ROANOKE TIMES

                         Roanoke Times
                 Copyright (c) 1995, Landmark Communications, Inc.

DATE: FRIDAY, January 29, 1993                   TAG: 9301290329
SECTION: VIRGINIA                    PAGE: B-1   EDITION: METRO 
SOURCE: ROB EURE STAFF WRITER
DATELINE: RICHMOND                                LENGTH: Medium


NEW ATTORNEY GENERAL CAN'T AVOID THE SPOTLIGHT

Steve Rosenthal froze like someone staring down the headlamps of an 18-wheeler on Thursday, as he entered the room where he was to give his first news conference as Virginia's attorney general.

The first question from behind the cameras and notebooks was whether he would consider running for the office he'd inherited from Mary Sue Terry.

"No," Rosenthal muttered.

Reporters are used to hearing "no" said in a couple of sentences, so they asked again.

"No," said Rosenthal, who later added what had become obvious. "I am not a politician."

Stephen David Rosenthal, 43, actually became only "acting" attorney general Thursday. He will drop the "acting" part today and be sworn in as the 37th person to serve as the state's top lawyer. Terry, elected twice, quit to concentrate on her run for governor - she is unopposed for the Democratic nomination - and the General Assembly unanimously chose Rosenthal on Thursday to complete her term.
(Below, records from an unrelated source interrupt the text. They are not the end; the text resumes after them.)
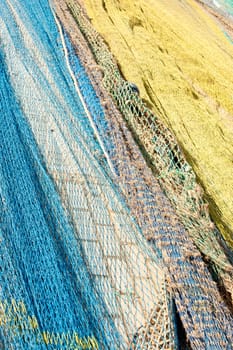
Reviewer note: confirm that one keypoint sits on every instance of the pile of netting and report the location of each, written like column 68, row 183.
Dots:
column 163, row 154
column 77, row 201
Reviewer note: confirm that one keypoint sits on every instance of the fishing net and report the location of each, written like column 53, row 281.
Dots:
column 163, row 154
column 77, row 272
column 191, row 283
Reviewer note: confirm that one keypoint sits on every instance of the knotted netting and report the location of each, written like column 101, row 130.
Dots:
column 163, row 154
column 190, row 279
column 77, row 272
column 88, row 277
"I'm not used to cameras," Rosenthal admitted later. He's easygoing by nature, happy to talk about his work, his family or his upbringing. He emphatically does not see himself as someone whose future is a life of politics and campaigns.

As Terry's chief deputy for the past year, Rosenthal has been responsible for supervising her public-policy initiatives and the legal work of the 137 lawyers in the office. So there shouldn't be any surprises when he moves Monday to her corner office and red leather chair in the Supreme Court building.

"My first priority is to continue the tradition Mary Sue started seven years ago," he said. "I think the public . . . has gotten a much closer view of what the attorney general's office does."

He is protective of his former boss and rates working for her as his best career opportunity.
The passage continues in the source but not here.